As a former English major, I have a love/hate relationship with the English language. On the plus side, I love the many nuances and flexibility. We make up new words in English and add them to the dictionary every year. We co-opt words from other languages and incorporate them into our own. An all-you-can-eat buffet, for example, is the most American thing ever invented, but the word “buffet” comes from the French, meaning a sampling of cold foods for a special occasion. In English, it means “Tuesday night at Golden Corral, where you pile fried chicken on top of your mashed potatoes and cover both with brown gravy.”
It is universally accepted that English is the hardest language to learn, mostly because it has more exemptions to rules, multiple words with the same meaning and thousands of pronunciation differences. If you’re reading this sentence you may be fraught that you got caught with something you bought or thought aloud about buying. Of course this was until you realized that “ou” and “au” sound about the same, but “ou” has four different pronunciations — “aw,” “ow,” “oo” and “ah.”
Two words that sound similar and have similar meanings can also drive native speakers a little batty. Not to mention words in our language that have such a slight and subtle difference in meaning that they are virtually indistinguishable.
I recently listened to a speaker at a conference who kept saying “persistence and perseverance” and used the words interchangeably.
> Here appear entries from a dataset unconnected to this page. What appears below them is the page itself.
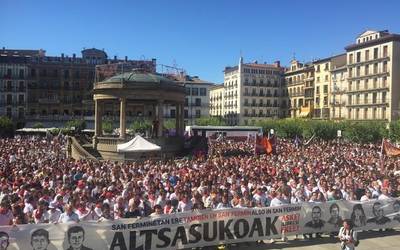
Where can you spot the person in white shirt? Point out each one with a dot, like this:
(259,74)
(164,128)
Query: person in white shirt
(69,215)
(367,196)
(53,214)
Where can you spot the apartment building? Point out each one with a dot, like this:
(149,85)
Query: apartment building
(197,100)
(294,77)
(373,68)
(13,87)
(36,87)
(217,100)
(338,88)
(253,92)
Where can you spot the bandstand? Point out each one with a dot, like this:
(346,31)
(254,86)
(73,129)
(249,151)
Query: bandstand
(138,94)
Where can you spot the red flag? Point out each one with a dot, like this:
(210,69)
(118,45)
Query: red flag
(389,149)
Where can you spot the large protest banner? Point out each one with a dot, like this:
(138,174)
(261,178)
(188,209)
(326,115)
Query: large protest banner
(208,227)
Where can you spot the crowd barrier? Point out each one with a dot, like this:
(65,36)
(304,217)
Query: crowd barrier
(203,228)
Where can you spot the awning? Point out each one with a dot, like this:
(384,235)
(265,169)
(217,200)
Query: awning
(138,144)
(304,113)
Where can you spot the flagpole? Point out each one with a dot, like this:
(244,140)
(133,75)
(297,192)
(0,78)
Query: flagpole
(382,160)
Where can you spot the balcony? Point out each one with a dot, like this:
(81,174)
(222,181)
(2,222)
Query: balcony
(48,101)
(378,73)
(373,60)
(386,104)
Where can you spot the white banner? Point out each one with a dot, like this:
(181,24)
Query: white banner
(187,230)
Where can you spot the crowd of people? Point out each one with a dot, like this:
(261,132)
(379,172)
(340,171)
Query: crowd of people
(39,184)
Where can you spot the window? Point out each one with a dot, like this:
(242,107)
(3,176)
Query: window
(385,54)
(325,89)
(383,113)
(198,102)
(384,67)
(172,113)
(203,92)
(195,91)
(358,56)
(366,84)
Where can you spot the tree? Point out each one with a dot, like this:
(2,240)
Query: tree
(107,126)
(79,125)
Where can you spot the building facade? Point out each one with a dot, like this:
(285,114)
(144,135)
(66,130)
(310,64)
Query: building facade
(373,68)
(13,86)
(338,88)
(253,92)
(197,99)
(36,87)
(217,100)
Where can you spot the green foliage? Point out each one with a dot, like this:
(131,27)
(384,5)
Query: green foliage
(107,126)
(140,126)
(38,125)
(6,126)
(363,132)
(79,125)
(169,123)
(394,131)
(210,121)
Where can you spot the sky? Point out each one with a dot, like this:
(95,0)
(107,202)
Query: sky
(202,36)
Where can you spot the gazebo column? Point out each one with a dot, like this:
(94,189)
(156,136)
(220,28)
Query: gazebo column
(160,116)
(181,119)
(177,116)
(122,118)
(97,123)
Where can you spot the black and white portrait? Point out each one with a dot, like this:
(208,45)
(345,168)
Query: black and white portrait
(358,217)
(379,218)
(76,237)
(316,221)
(335,218)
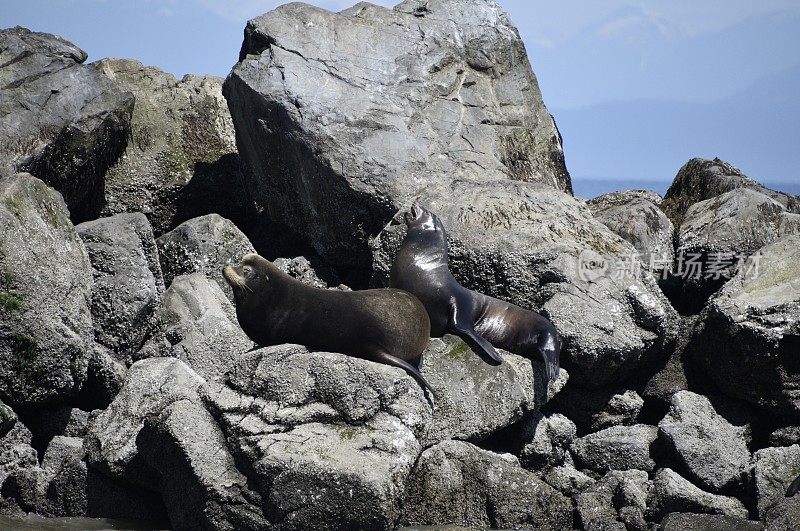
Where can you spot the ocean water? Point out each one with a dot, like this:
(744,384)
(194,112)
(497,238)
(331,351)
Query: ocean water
(588,188)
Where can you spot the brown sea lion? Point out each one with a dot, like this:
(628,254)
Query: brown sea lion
(384,325)
(483,322)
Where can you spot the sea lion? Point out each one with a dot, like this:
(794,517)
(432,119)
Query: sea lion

Perhaps he thought the words mean the same thing because they both begin with the same first four letters. Examples he gave for persistence were actually stories of perseverance and vice versa. Running a 26.2-mile marathon or graduating from college with a 4.0 GPA takes PERSEVERANCE, not persistence.
Persistence is defined as “firm or obstinate resistance in a course of action in spite of difficulty or opposition.” Perseverance is “the continued effort to do or achieve something even if it’s difficult and takes a long time.” Yes the difference is subtle, but it’s an important one.
Persistence implies the negative connotation of stubbornness, while perseverance suggests resilience and patience.
This is how I can know the difference between these words. A salesperson needs persistence to succeed. A business owner needs perseverance. Cold calling can achieve some success if you’re stubborn and obstinate. Branding will achieve success if you’re resilient and patient. If you’re a business owner, then you need to persevere, not simply persist.